The backgrounder says recommendations from the interlocutor should identify core elements of a new framework that preserve the dignity of Indigenous children and communities, and set out responsibilities for unmarked burial sites, and facilitate dialogue with provinces and territories for matters arising within their jurisdiction and with other relevant institutions, including churches.

The government says the new framework should help build a relationship between Indigenous peoples and Canada as it relates to unmarked burial sites that: facilitates communications between Indigenous peoples and the government; is based on developing and strengthening trust; uses engagement processes that are culturally appropriate; and can serve as a model for future initiatives or lead to recommendations for a new approach to engagement on issues of common concern to the government and Indigenous peoples.”

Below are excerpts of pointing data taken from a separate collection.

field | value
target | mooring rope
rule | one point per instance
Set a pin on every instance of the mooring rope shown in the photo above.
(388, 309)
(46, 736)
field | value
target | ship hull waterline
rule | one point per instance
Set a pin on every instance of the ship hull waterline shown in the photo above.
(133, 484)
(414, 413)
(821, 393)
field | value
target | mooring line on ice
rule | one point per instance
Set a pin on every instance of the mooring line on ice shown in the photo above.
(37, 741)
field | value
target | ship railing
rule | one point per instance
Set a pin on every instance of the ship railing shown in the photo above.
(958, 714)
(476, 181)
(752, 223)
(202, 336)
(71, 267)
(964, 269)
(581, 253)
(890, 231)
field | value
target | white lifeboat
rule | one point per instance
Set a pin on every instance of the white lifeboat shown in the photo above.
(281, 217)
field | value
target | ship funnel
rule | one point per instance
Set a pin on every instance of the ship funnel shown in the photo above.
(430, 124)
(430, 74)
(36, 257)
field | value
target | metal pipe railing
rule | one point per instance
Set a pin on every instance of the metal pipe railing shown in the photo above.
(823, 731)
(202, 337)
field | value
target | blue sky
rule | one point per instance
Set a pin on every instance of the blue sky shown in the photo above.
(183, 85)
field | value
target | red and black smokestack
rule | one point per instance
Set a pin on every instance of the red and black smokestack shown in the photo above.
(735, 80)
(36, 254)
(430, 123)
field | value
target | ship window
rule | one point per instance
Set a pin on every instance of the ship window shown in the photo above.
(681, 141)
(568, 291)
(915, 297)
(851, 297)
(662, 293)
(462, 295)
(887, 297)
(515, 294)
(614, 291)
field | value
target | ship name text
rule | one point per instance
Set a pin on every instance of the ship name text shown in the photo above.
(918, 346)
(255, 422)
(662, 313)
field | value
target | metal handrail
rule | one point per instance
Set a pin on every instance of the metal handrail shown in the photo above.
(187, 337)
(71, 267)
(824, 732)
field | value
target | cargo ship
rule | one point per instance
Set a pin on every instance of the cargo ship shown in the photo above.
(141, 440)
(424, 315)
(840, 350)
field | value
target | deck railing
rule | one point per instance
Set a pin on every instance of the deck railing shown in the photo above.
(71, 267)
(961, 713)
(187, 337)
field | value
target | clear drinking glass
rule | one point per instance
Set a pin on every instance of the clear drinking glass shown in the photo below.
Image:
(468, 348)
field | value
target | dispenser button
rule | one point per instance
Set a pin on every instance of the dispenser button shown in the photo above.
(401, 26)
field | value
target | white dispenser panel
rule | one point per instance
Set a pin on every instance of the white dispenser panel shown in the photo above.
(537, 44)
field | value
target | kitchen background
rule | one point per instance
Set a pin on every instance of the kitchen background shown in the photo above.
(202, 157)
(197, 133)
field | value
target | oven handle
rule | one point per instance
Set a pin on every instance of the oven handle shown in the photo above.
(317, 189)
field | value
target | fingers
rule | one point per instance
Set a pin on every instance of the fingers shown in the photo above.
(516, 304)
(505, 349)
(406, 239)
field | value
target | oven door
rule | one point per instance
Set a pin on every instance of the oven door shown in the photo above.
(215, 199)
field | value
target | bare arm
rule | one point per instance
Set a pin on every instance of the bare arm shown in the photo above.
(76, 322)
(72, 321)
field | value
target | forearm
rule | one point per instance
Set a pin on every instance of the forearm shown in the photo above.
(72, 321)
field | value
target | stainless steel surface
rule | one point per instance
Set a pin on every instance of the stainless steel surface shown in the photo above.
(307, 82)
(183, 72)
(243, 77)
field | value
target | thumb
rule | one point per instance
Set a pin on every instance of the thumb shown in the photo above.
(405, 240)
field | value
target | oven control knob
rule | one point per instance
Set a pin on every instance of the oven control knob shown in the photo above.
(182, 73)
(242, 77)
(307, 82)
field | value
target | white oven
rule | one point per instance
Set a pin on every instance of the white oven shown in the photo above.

The special interlocutor is to create a process for the government and Indigenous peoples to “openly engage, communicate and work together on legal issues of common concern.”

The government says information collected by the special interlocutor will help to ensure that Canada’s laws respect and protect unmarked graves and burial sites, and that the government better understands the needs of Indigenous peoples “as we walk the path of healing and reconciliation.”

At the press conference Carolyn Bennett, minister of Crown-Indigenous relations, Indigenous Services Minister Marc Miller and Canadian Heritage Minister Steven Guilbeault announced $321 million in additional support for “Indigenous-led, survivor-centric and culturally informed initiatives and investments to help Indigenous communities respond to and heal from the ongoing impacts of residential schools.”

Of that funding, $83 million will supplement existing investments for community-led processes to research and locate burial sites as well as to commemorate and memorialize the children who died at residential schools.

This is in addition to the $27.1 million which is part of the $33.8 million committed in the 2019 federal budget to implement the Truth and Reconciliation Commission’s Calls to Action 72 to 76 — bringing the government’s commitment to implement the TRC recommendations to $116.8 million.

Bennett said work has also started within the government to establish a National Advisory Committee to advise communities and Ottawa on the work to locate burial sites. That committee, created in consultation with national Indigenous organizations, will consist of Indigenous knowledge holders, and experts in areas such as archaeology, forensics, pathology and mental health, she said.

Marc Miller, Indigenous Services Minister

Marc Miller, Indigenous Services Minister

Residential school buildings hold painful memories, and many communities are currently discussing what they want to do with these structures going forward. Miller said Canada will provide $100.1 million over two years to support community plans to manage the buildings — whether those plans include demolition, rehabilitation or the construction of new facilities on reserve so that activities currently taking place in the former institutions can continue. Communities can access that support, as well as support for the location, commemoration and memorialization of remains, through the Residential Schools Missing Children - Community Support Funding Program.

The government said it remains committed “to ensuring that the tragic history and ongoing legacy of residential schools is never forgotten.” To support these efforts, it said $9.6 million over three years will be provided, in addition to the $13.4 million over five years already announced in the 2021 federal budget. The money will support initiatives that commemorate the history and ongoing legacy of residential schools, including events and activities marking the National Day for Truth and Reconciliation, which is to be observed for the first time Sept. 30, 2021.

The government said an additional $20 million in new funding will be set aside to build a national monument in Ottawa to honour Survivors and all the children who were taken from their families and communities.